Fun with Quadratic and Cubic Reciprocity


Details
Time for another math club meeting! Rhombus!
This time we have Paul Pedersen, who you may know from the Silicon Valley Math Meetup (https://www.meetup.com/Silicon-Valley-Math-Meetup/). (https://www.meetup.com/Silicon-Valley-Math-Meetup/).) I was fortunate enough to have made his talk on Galois Theory in the Fall of last year, and was inspired to get him to come give a talk here in SF. Paul managed to exhibit the beauty and essence of Galois Theory very accessibly in the course of about an hour and a half.
Blurb:
"Quadratic Reciprocity was Gauss's favorite theorem. According to MathWorld (http://mathworld.wolfram.com/QuadraticReciprocityTheorem.html) he devised no less than 8 different proofs of this theorem. Let's find out what makes reciprocity laws so fascinating. By now there are hundreds of independent proofs of quadratic reciprocity, and not a single one of them is 'obvious'. The two most interesting approaches use (1) Gauss sums, and (2) algebraic field extension. Case (2) is the one that generalizes to cubic and quartic reciprocity. I'd like to walk through the proof of cubic reciprocity in detail.
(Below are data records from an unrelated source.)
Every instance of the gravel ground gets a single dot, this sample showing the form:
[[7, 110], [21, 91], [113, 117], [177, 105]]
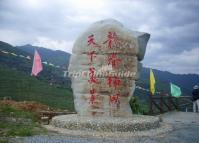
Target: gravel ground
[[186, 130]]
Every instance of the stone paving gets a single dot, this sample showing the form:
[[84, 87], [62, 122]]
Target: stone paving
[[185, 130]]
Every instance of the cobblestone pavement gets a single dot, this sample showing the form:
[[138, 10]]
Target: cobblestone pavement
[[186, 130]]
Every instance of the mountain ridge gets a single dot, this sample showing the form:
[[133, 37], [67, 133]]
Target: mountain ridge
[[58, 57]]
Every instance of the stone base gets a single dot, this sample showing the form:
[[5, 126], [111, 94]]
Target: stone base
[[109, 128], [99, 126]]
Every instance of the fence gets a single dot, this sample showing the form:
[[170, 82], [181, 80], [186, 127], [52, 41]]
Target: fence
[[164, 103]]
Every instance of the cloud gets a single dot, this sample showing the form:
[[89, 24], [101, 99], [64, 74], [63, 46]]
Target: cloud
[[54, 44], [185, 62], [173, 26]]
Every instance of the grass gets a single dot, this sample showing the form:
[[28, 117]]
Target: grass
[[19, 86], [16, 122]]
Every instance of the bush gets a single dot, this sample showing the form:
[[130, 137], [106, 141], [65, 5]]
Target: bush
[[137, 107]]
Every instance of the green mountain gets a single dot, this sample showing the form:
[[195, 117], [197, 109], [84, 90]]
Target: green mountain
[[57, 57], [58, 62]]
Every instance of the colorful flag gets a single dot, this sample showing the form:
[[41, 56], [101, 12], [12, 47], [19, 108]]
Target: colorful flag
[[37, 65], [175, 90], [152, 82]]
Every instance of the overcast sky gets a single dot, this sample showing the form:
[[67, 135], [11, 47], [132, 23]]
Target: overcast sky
[[55, 24]]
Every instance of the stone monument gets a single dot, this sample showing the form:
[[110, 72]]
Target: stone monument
[[104, 66], [107, 58]]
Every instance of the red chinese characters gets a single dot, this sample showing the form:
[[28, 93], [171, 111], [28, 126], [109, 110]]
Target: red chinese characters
[[113, 60], [91, 55], [112, 39], [114, 81], [92, 75], [91, 41], [114, 99], [93, 96]]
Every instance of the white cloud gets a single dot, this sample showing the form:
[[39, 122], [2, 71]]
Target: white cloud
[[55, 24], [54, 44], [185, 62]]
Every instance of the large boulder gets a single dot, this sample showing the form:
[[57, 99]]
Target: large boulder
[[104, 66]]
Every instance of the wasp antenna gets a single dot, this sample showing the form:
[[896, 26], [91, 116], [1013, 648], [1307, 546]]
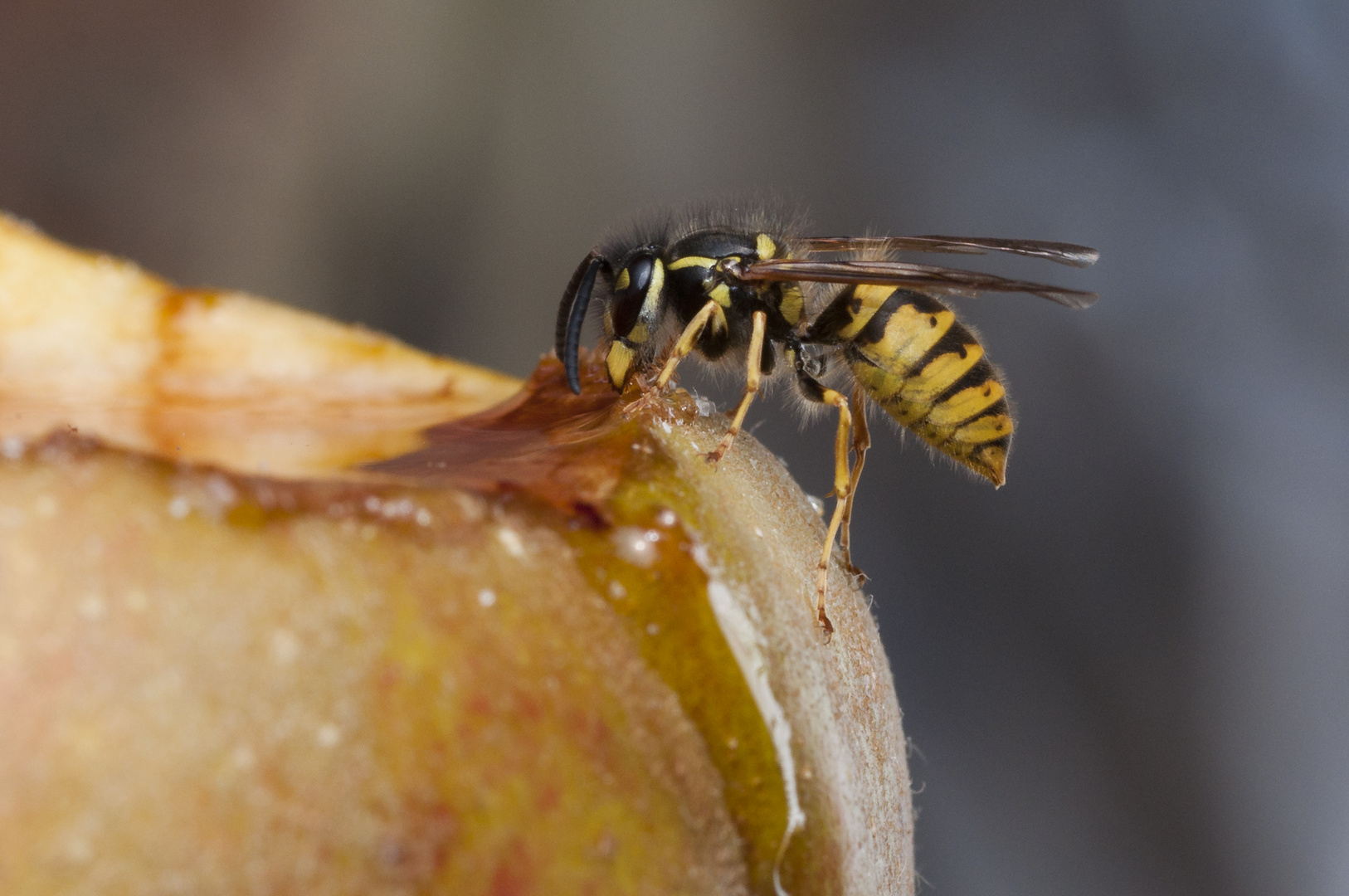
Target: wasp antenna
[[571, 316]]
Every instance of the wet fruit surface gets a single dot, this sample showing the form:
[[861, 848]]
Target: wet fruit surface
[[532, 648]]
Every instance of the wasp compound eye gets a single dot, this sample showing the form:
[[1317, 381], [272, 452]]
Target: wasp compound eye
[[631, 292]]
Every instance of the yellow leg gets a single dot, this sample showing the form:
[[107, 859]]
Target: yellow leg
[[685, 343], [842, 494], [752, 379], [861, 441]]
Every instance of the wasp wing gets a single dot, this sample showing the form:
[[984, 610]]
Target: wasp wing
[[1060, 252], [922, 277]]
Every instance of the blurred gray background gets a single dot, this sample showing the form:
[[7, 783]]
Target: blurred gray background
[[1127, 671]]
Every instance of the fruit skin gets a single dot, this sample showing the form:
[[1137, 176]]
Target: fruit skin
[[417, 675]]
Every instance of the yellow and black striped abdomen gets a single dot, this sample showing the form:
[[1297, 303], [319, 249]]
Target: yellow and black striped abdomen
[[928, 372]]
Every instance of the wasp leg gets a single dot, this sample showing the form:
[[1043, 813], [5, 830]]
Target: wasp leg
[[844, 480], [752, 381], [685, 343], [861, 441]]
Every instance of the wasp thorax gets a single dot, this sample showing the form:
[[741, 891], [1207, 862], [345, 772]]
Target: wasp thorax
[[631, 292]]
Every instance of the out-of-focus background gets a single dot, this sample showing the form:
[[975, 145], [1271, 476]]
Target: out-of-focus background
[[1127, 671]]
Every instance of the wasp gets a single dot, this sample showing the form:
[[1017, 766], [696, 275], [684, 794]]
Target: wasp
[[728, 286]]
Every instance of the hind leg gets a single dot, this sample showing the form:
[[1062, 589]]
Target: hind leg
[[861, 441]]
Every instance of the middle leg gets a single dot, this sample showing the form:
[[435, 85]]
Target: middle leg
[[752, 382], [844, 480]]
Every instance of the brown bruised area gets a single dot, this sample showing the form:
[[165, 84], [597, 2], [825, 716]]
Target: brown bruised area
[[217, 377], [534, 648]]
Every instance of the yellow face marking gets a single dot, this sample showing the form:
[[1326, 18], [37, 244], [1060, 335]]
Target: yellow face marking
[[792, 304], [872, 299], [718, 323], [941, 374], [988, 428], [618, 363], [692, 261], [653, 289], [967, 404]]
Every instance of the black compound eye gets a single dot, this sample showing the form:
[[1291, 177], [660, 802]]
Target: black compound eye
[[627, 301], [640, 273]]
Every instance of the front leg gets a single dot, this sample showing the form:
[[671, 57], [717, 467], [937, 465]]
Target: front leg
[[685, 343], [679, 353]]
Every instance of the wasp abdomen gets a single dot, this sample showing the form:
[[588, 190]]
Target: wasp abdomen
[[926, 370]]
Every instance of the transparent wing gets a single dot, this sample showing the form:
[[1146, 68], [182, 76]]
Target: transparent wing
[[924, 277], [1060, 252]]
A good reference is Ireland and Rosen: "A Classical Introduction to Modern Number Theory". With some luck, we can get to the point where the statement of Eisenstein Reciprocity at least makes sense."
NB: With construction in the Noisebridge building now finished and with the event taking place in Turing Room (which has four complete walls), we should be spared the ambient noise problems from last time.